Hesitantly, Deanna opened her empathic sense to the artifacts sitting in the containment field.
POWER!
It hit hard, like a blow to the skull, as a torrential flood of sensory input invaded her mind. Her head snapped back as if she had been physically struck, causing her instinctively to hold up her hands to ward off the attack.
“What’s happening to her?” she heard Picard demand, worry etched in his voice, but she could not respond to him. She could only fight for her own sanity.
Something was grasping her arms: Crusher, Picard, followed by Beverly shouting, but Deanna could no longer understand the words, could no longer do anything except fall into a maelstrom of emotion, hatred, rage. Dimly, she was aware of Picard lifting her in his arms and running out of the room, as if he could outrace disaster and impending doom.
“Deanna! Deanna!” Beverly shouted, as the empath spiraled down, down, down into hell. “Deanna, break the connection! Break it! You can do it! Come on!”
A slap … distant and faraway, a quicksilver glimmer of physical pain like a lifeline in the middle of overwhelming rage, fury, terror, despair. Troi mentally grasped at it.
Another slap. Another, stronger …
The blows rocked her; she sucked in a lungful of air like a newborn, at last breaking the connection.

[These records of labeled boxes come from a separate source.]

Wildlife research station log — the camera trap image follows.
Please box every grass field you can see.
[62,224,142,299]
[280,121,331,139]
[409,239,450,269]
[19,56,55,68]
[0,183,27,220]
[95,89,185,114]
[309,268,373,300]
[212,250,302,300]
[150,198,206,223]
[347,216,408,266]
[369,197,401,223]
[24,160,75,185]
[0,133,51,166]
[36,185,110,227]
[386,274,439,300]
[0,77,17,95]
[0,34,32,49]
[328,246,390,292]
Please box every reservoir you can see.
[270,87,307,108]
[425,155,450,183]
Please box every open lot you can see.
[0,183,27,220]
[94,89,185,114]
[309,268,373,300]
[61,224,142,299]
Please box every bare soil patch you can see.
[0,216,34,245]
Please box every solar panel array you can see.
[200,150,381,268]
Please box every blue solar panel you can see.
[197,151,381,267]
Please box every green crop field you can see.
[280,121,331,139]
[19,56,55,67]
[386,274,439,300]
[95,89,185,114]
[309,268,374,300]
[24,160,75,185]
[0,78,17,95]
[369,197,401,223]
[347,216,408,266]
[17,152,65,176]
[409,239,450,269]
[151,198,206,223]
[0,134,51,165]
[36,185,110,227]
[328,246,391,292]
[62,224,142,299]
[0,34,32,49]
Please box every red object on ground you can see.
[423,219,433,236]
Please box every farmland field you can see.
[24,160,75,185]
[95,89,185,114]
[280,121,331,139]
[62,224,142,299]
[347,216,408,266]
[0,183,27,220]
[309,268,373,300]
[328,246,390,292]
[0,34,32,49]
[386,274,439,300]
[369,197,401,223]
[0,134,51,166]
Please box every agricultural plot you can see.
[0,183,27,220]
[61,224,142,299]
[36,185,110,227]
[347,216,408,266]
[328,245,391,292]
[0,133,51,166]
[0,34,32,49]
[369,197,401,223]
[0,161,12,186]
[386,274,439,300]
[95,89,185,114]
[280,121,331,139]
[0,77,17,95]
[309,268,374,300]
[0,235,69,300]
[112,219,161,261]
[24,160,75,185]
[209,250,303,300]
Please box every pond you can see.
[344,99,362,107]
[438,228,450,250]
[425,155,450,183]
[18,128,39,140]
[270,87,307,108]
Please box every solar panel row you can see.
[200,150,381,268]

The sensation of normalcy, of freedom from mental anguish, brought infinite relief. Deanna inhaled shakily and examined her surroundings: she lay on a diagnostic bed in outer sickbay, as far as possible from the receptacles, with both Picard and Beverly gazing down at her with expressions of profound alarm.

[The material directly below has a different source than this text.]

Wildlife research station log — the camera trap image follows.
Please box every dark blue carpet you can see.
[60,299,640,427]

“Deanna, thank God!” Crusher exclaimed, as she stared at her medi-scanner readout. “You’re all right now. But that was close.”
Picard turned to Crusher, a mixture of worry, indignation, and the need to know warring on his face. “What happened in there?”

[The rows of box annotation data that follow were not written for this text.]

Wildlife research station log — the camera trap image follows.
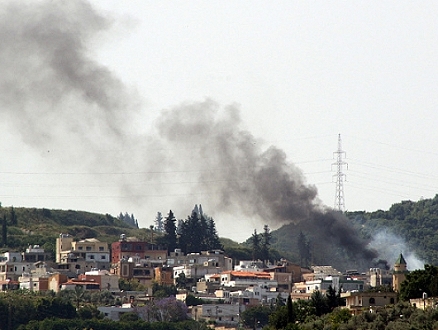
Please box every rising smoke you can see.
[0,1,376,268]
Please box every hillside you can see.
[272,195,438,270]
[0,195,438,270]
[0,207,151,253]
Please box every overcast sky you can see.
[0,0,438,241]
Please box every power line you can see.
[332,134,348,211]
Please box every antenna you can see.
[332,134,348,212]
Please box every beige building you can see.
[341,292,398,315]
[392,253,409,292]
[56,234,110,274]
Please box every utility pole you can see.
[332,134,348,212]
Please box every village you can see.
[0,234,420,328]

“Her bodily functions were shutting down,” Crusher said incredulously, still studying the readout, “while her brain—” The doctor shook her head, struggling to explain. “Her brain was trying to reformat its neural pathways into something completely different! I’ve never seen anything like it—well, maybe once. Over a century ago on Reydovan Four, there was an unusual virus that reformatted the brain to its needs. The victims were alive but no longer humanoid, trapped in a nightmare world of consciousness not of their own making. That’s the only analogy I can come up with. But Deanna’s body was dying, even though the brain was showing no response to the organ failures. I don’t understand it. Not at all. It doesn’t make any sense.”
“What did you feel while this was happening?